Supply chain disruptions and high demand have put a premium on new vehicles, as auto dealers teeming with inventory prior to the pandemic now sit mostly empty.
The scarcity has affected the city's ability to replenish its fleet. Nineteen vehicles budgeted in 2020 and 2021 have yet to be acquired. The city usually buys new vehicles off the contract the state has with dealerships. The state's buying power, coupled with cities and counties that also purchase vehicles listed on the state contract, allows it to negotiate lower prices, but the city said no vehicles are available under the contract.
"We know the problems everybody is having purchasing vehicles," Finance Director Dorethea Yates said. "It's the same thing with the state. We passed a resolution earlier this year to purchase off the state contract, but the problem is these vehicles are not available on the state contract."
A resolution on the consent agenda of the Hot Springs Board of Directors Oct. 6 agenda authorized the city to buy vehicles off contracts the Arkansas Department of Transportation has with dealerships.
"Staff has visited with ArDOT, and they have contracts they let with select dealers," Yates told the board. "We feel like we can still purchase the vehicles off those contracts. We went to the Arkansas Department of Procurement and received permission to do that.
"They are in some cases slightly higher than the 2021 prices and 2020 prices that were authorized through the state contract. The aggregate of that is probably about $60,000. Some departments may be able to absorb that in their budgets, but there may be some departments where we have to increase the budget a little bit in order to do that."
Yates said police vehicles budgeted for 2020 and 2021 were available on the state contract.
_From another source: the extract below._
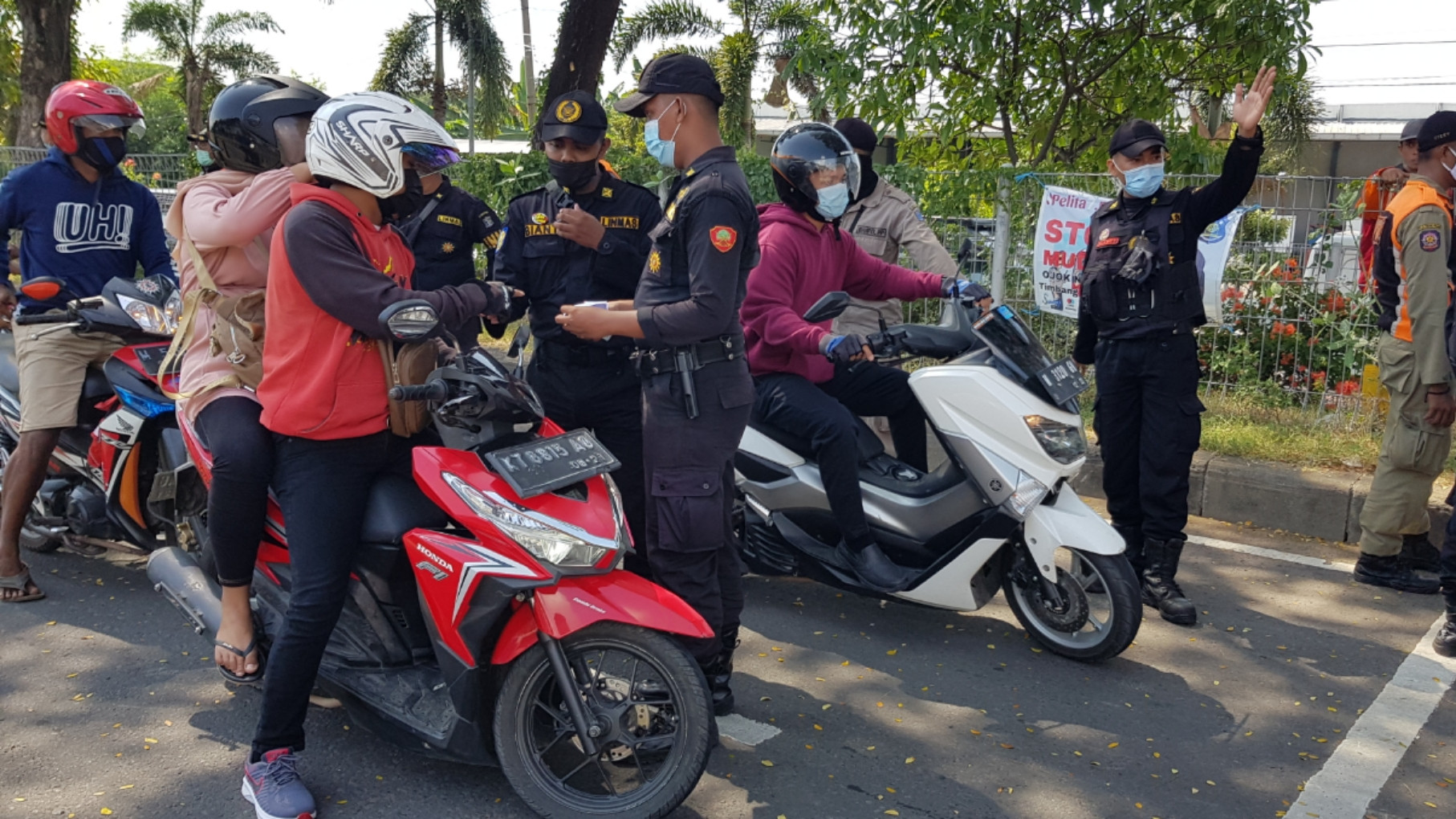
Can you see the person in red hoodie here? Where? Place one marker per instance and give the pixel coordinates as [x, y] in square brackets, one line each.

The 19 vehicles the city was unable to procure through the contract total more than $500,000, according to information presented to the board.
The board authorized $779,620 in spending for new vehicles this year. Short-term financing available to local governments will provide most of the funding.
Amendment 78 of the Arkansas Constitution lets local governments finance purchases with a useful life of more than one year for up to five years. The city is financing $2.94 million in capital expenses this year, including $2.24 million for a tilled aerial ladder truck for the fire department.
The board adopted an ordinance earlier this year approving U.S. Bancorp Government Leasing and Finance to carry the five-year note at an interest rate of 1.13%, or 68 basis points above the five-year treasury rate on the date the city opened bids for the loan.
It will cost $614,982 to service the debt in 2021.